Using Batching
Batching is the process of grouping multiple input sequences together to be processed simultaneously, which improves computational efficiently and reduces overall inference times.
This is useful when you have a large number of inputs to evaluate and want to speed up the process.
When evaluating inputs on multiple context sequences in parallel, batching is automatically used.
To create a context that has multiple context sequences, you can set the sequences
option when creating a context.
Here's an example of how to process 2 inputs in parallel, utilizing batching:
const llama = await getLlama();
const model = await llama.loadModel({modelPath});
const context = await model.createContext({
sequences: 2
});
const sequence1 = context.getSequence();
const sequence2 = context.getSequence();
const session1 = new LlamaChatSession({
contextSequence: sequence1
});
const session2 = new LlamaChatSession({
contextSequence: sequence2
});
const q1 = "Hi there, how are you?";
const q2 = "How much is 6+6?";
const [
a1,
a2
] = await Promise.all([
session1.prompt(q1),
session2.prompt(q2)
]);
console.log("User: " + q1);
console.log("AI: " + a1);
console.log("User: " + q2);
console.log("AI: " + a2);
INFO
Since multiple context sequences are processed in parallel, aborting the evaluation of one of them will only cancel the next evaluations of that sequence, and the existing batched evaluation will continue.

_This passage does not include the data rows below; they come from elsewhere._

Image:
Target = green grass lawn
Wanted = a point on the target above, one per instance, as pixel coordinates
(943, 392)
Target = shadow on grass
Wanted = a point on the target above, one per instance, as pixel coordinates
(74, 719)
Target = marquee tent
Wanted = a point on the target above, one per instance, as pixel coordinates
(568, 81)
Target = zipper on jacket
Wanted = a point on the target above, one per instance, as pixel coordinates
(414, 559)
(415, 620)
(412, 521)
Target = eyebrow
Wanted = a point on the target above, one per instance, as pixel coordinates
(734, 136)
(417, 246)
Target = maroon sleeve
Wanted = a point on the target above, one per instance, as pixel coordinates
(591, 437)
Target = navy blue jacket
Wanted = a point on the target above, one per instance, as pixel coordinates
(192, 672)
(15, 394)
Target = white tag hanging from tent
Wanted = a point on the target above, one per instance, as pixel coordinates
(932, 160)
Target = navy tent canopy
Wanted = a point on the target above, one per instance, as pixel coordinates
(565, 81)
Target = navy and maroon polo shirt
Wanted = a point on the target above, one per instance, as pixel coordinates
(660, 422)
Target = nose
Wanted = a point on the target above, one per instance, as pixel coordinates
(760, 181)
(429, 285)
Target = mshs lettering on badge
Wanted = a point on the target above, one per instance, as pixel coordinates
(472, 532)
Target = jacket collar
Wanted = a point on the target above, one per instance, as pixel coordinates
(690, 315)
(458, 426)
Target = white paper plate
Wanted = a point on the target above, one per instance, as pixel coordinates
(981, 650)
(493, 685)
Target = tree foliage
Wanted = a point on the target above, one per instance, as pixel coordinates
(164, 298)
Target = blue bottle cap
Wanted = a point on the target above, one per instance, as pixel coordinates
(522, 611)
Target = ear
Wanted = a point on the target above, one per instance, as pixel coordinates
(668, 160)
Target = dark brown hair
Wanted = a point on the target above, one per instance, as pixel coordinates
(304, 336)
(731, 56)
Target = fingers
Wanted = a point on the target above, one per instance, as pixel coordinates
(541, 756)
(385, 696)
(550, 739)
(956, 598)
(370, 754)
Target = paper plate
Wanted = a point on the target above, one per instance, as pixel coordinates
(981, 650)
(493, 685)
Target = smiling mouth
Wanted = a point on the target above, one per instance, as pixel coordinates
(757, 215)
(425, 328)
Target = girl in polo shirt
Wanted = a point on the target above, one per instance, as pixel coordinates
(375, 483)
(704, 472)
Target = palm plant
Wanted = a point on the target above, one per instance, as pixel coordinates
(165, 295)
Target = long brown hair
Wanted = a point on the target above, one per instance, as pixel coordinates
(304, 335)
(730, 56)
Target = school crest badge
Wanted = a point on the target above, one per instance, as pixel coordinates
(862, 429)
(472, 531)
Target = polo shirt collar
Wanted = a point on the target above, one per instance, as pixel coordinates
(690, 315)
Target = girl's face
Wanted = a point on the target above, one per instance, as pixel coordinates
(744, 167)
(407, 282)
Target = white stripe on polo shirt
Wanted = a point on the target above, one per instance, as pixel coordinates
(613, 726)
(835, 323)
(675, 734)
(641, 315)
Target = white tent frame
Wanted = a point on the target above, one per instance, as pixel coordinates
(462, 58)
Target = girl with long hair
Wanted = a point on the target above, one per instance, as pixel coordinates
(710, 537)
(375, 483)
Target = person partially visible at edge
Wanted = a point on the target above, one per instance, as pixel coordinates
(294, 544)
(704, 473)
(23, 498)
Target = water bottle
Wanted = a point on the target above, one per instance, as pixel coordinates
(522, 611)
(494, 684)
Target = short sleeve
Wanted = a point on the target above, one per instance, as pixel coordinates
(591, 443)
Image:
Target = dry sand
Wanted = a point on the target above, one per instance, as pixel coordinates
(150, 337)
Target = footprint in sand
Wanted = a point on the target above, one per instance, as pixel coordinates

For clarification, when aborting a response on a chat session, the response will stop only after the next token finishes being generated; the rest of the response after that token will not be generated.
Custom batchSize
You can set the batchSize
option when creating a context to change the maximum number of tokens that can be processed in parallel.
Note that a larger batchSize
will require more memory and may slow down inference if the GPU is not powerful enough to handle it.